Después de cuatro meses juntos, celebrando la Navidad, el Año Nuevo, y disfrutando del verano australiano, llegó el momento de su regreso. Cada vez que mi madre se despide de su madre, llora como si fuera una adolescente. Sin embargo, esta vez la despedida fue diferente; me encontré pensando, ¿y si esta es la última vez que la vemos? Me pregunté si mi madre estaba pensando lo mismo.
A pesar del aumento de tensiones, noté que Teta estaba agradecida de volver a Jounieh, la ciudad costera de Líbano donde ha vivido toda su vida. Allí están su comunidad, su nieto, su hijo, su hermana, su apartamento, y su rutina diaria. Y aunque no quisiera regresar, a diferencia de mí, ella no tiene doble ciudadanía y no puede simplemente quedarse en Australia por ser un lugar más seguro.
Lo más trágico acerca de mis familiares en Líbano es la normalización de vivir con inseguridad; la rutina de la guerra. Cuando mi madre comparte sus recuerdos de infancia durante la guerra, evoca momentos jugando con sus vecinos mientras se escondía de las bombas.
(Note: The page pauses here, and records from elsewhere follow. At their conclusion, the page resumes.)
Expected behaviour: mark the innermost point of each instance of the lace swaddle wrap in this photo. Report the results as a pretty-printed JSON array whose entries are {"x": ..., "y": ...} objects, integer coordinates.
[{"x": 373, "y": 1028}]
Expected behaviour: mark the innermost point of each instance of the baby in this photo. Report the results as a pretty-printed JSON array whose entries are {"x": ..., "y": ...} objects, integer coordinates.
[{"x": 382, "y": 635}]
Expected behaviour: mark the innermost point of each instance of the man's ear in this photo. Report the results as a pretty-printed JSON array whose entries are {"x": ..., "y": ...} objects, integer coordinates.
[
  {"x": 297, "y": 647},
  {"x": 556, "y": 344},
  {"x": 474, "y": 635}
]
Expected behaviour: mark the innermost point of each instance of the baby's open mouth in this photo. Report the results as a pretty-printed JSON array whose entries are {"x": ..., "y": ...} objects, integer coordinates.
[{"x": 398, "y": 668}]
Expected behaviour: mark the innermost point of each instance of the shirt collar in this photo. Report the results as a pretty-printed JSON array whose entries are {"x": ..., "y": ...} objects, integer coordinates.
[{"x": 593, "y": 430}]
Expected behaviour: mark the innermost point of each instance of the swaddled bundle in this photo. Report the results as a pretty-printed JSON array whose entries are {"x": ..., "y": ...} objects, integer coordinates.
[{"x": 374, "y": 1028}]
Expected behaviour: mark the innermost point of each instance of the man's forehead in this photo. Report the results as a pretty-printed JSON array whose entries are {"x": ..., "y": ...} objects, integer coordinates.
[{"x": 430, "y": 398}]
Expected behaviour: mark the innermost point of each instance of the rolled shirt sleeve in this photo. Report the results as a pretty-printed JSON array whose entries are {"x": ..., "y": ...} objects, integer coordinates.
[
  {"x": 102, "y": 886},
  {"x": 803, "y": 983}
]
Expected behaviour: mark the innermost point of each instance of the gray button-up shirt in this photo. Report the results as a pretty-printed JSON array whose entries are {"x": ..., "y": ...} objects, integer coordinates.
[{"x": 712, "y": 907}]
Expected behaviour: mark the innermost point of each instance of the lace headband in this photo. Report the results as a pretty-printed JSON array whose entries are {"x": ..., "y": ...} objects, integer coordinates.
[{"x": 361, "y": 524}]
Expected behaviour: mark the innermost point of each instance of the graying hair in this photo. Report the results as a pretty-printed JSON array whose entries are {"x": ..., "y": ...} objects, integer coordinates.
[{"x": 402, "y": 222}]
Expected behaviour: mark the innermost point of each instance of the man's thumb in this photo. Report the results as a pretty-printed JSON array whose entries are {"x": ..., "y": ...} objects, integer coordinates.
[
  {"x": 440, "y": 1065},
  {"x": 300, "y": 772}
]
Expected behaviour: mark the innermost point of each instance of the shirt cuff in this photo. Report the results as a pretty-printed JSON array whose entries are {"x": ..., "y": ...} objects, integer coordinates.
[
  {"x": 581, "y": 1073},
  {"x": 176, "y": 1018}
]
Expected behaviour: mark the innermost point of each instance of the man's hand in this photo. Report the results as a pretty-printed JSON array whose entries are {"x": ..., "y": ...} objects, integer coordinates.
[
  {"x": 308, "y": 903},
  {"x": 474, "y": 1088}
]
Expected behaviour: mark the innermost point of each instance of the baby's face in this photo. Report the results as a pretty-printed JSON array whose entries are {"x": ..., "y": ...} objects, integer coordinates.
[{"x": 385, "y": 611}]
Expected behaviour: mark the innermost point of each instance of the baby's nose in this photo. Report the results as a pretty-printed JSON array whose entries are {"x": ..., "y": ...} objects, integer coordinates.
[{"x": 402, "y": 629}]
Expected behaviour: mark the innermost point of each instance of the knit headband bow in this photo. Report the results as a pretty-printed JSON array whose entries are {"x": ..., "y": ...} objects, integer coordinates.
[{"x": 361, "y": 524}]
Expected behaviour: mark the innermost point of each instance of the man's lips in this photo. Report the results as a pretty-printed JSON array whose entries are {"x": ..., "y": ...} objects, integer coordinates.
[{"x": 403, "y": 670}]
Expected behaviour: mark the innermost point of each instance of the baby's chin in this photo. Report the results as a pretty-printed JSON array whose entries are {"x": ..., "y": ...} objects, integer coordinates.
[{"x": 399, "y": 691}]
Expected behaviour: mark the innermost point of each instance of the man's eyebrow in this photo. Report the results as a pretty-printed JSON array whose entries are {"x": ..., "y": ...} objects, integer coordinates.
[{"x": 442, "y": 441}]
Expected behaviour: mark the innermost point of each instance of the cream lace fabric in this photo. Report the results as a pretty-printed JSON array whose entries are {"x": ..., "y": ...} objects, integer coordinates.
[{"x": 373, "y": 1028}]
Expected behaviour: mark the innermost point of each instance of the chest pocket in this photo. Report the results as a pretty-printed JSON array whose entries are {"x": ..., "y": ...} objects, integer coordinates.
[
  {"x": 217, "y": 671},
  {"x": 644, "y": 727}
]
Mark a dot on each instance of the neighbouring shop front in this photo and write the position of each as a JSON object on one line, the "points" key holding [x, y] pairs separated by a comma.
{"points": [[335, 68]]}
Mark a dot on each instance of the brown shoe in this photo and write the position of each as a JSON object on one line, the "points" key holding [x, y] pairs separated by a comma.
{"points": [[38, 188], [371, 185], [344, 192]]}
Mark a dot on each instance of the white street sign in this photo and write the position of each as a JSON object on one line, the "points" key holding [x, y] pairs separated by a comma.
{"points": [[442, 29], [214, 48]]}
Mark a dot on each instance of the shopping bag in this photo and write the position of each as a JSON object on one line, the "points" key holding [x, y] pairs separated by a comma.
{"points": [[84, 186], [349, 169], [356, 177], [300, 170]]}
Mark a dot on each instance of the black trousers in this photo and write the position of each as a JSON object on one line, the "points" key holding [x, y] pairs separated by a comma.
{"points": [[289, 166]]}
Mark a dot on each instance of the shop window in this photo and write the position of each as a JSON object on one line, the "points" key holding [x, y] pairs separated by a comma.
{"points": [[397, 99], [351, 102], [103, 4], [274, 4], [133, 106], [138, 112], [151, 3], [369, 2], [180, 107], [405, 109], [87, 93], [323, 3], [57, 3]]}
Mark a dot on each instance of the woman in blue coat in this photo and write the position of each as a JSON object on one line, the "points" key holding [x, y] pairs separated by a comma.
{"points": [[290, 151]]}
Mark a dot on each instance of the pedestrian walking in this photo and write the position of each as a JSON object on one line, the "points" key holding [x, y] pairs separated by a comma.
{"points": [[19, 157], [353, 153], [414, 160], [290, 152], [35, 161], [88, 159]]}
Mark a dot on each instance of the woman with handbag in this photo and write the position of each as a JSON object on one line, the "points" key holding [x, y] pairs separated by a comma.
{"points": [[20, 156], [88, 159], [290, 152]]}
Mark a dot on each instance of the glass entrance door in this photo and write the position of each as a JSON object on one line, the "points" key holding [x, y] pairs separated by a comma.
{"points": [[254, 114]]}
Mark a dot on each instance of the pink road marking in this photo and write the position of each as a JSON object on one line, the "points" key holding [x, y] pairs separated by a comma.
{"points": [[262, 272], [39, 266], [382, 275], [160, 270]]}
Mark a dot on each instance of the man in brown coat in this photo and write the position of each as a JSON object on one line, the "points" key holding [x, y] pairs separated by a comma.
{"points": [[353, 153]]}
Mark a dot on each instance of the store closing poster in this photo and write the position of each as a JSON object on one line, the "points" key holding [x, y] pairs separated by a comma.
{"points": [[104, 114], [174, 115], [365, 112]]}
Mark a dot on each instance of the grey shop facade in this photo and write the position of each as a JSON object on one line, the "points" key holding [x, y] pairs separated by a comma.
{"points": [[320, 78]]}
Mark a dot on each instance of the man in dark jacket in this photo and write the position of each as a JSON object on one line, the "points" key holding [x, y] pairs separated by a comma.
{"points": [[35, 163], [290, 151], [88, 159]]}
Ahora, lamentablemente, se da cuenta de que las cosas han empeorado. "En nuestra época, podías esconderte en refugios", me dijo recientemente durante la cena, como si añorara esos días. "Pero ahora, las bombas nuevas, penetran en el suelo, así que no hay lugar a donde ir".
Han pasado seis meses desde que nos despedimos y, mientras el conflicto en el Medio Oriente se intensifica, extendiéndose desde Gaza a Líbano, he desarrollado la ansiosa costumbre de revisar el estado de WhatsApp de Teta a lo largo del día.
Rara vez llamo o envío mensajes, principalmente porque no quiero preocuparla, pero es lo primero que hago al despertar y lo último antes de dormir. "Activo ahora" me tranquiliza; "En línea hace 10 horas" me llena de inquietud.